- Species: Ulmus glabra
- Cultivar: 'Grandidentata'
- Origin: Europe

= Ulmus glabra 'Grandidentata' =

Elm cultivar

The Wych Elm cultivar Ulmus glabra 'Grandidentata', listed as U. glabra var. grandidentata (Moss), may have been the tree first described by Dumortier in Florula Belgica, 25, 1827, as U. corylacea var. grandidentata (:large-toothed hazel-like elm), in cultivation before 1830. Green thought it a synonym of 'Cornuta'. 'Grandidentata' may be synonymous with U. glabra 'Corylifolia' (:hazel-leaved elm), which Green thought another synonym of 'Cornuta'.

==Description==
The name implies distinctively large marginal teeth, perhaps differing from the 'horns' of 'Cornuta'.

==Pests and diseases==
'Grandidenta' is susceptible to Dutch Elm disease.

==Cultivation==
No authoritatively identified specimens are known to survive.

===Putative specimens===
A mature open-grown large-toothed U. glabra cultivar, matching a 1903 herbarium leaf-specimen mislabelled U. montana cucullata, stands in Niddrie Mains Road, Edinburgh (grafted at ground level; girth 1.4 m) (2016).
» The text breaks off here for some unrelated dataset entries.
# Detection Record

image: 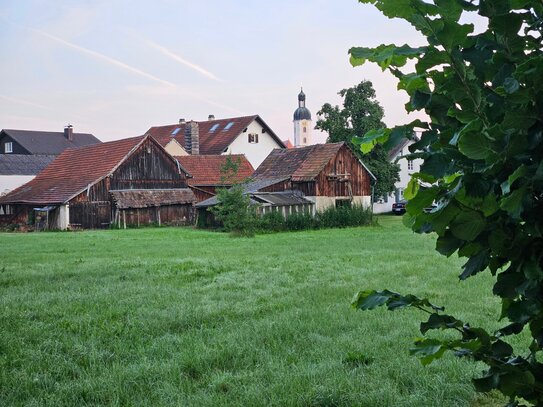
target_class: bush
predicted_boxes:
[258,212,285,232]
[316,205,373,228]
[284,212,318,230]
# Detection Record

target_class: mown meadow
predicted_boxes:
[0,217,510,407]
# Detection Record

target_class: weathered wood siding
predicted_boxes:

The large teeth are present along the whole leaf-margin of short shoot-leaves as well as long ('Cornuta'). Though 'Cornuta'-like teeth may occur near the apex, they are rare, and do not resemble the slender 'horns' that usually appear in 'Cornuta' photographs. The tree is narrow-pyramidal, with upswept branches like a Huntingdon Elm.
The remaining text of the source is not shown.